Dopo lo sfratto aveva chiesto 50mila euro di compensazioni salariali

PREGHIERA Un momento nella moschea delle Bassette

PREGHIERA Un momento nella moschea delle Bassette

Ravenna, 12 ottobre 2017 - Già è difficile pensare che quella di imam possa essere più una professione che una vocazione. Figurarsi immaginare che da questa differenza, palesemente secolare, possa derivare una diatriba giuslavoristica. Di fatto è quello che è accaduto tra il centro di Cultura e di Studi Islamici della Romagna e l’ex imam di Ravenna, Ghariub Ashraf. Una disputa andata avanti quasi tre anni, passata anche attraverso uno sfratto e che si è chiusa giusto l’altro ieri davanti al giudice del Lavoro Dario Bernardi con una conciliazione giudiziale.

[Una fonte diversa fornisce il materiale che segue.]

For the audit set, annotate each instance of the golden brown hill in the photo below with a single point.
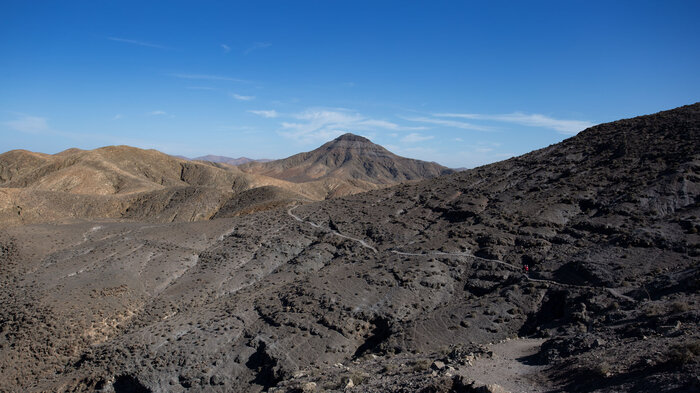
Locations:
(127, 183)
(350, 158)
(122, 182)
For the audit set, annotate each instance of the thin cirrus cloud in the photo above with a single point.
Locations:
(208, 77)
(137, 42)
(28, 124)
(320, 124)
(256, 46)
(241, 97)
(416, 137)
(531, 120)
(265, 113)
(448, 123)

In buona sostanza le parti hanno reciprocamente rinunciato a ogni controversia, e tanti saluti.

Ashraf, che ora vive altrove, è tornato apposta in città per mettere la firma che ha suggellato la pace, perlomeno giudiziaria. Per lui è pure arrivata una sorta di indennizzo per chiudere la questione: non ha ottenuto gli oltre 50 mila euro che chiedeva quale compensazione tra le retribuzioni percepite e l’inquadramento professionale che riteneva più consono alla sua mansione.

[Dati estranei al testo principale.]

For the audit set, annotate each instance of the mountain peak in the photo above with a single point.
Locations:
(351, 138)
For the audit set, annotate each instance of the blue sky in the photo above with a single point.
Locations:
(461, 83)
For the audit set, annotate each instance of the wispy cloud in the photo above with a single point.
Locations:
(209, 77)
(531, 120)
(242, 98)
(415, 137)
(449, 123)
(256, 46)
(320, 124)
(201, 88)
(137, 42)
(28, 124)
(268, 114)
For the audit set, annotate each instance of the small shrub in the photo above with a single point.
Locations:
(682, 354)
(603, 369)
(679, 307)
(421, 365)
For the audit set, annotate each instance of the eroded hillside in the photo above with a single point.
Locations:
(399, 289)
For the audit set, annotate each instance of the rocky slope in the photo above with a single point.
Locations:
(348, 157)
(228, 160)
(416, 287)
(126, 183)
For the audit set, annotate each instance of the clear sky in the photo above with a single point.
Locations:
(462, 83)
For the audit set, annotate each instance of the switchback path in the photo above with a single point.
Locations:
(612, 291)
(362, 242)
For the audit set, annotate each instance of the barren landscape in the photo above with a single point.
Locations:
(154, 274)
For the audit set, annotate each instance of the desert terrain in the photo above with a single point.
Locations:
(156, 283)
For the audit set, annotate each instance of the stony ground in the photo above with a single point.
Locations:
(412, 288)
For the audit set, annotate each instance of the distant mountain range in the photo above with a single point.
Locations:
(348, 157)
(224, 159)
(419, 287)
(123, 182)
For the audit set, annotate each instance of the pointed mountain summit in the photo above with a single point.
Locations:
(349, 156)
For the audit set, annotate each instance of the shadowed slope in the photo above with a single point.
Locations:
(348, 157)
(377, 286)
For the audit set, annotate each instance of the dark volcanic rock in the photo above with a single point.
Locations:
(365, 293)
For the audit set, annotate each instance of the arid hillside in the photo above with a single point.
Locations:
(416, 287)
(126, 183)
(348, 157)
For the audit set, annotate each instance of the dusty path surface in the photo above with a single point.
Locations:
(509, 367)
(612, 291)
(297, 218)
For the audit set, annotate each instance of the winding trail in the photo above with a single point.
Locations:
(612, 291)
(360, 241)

Ma non dovrà pagare la cospicua cifra che il centro gli chiedeva per l’occupazione abusiva della ‘canonica’ adiacente alle moschea della Bassette, la seconda per importanza in Italia, per le bollette e per l’affitto dell’alloggio temporaneo da dare al nuovo imam.

La questione, unica nel suo genere in tutto il panorama nazionale, si era innescata quanto Ashraf era stato assunto nel 2009 per ricoprire il ruolo di imam. E aveva ricevuto in godimento gratuito un appartamento adiacente alla nuova moschea.

Nell’ottobre 2014, quando il contratto di comodato gratuito era scaduto, l’ente religioso gli aveva chiesto di liberare i locali oltre che di pagare per la loro occupazione senza titolo. L’ex imam, lamentando sia difficoltà legate alla numerosa famiglia (ha cinque figli minorenni) che discrepanze con quanto a suo dire gli spettava, era però rimasto dentro. Il centro gli aveva allora fatto causa ottenendo dal giudice del Lavoro un provvedimento di rilascio di immobile. Dopo vari tira e molla, il 4 gennaio scorso il religioso era uscito dall’edificio. E martedì infine l’epilogo della vicenda.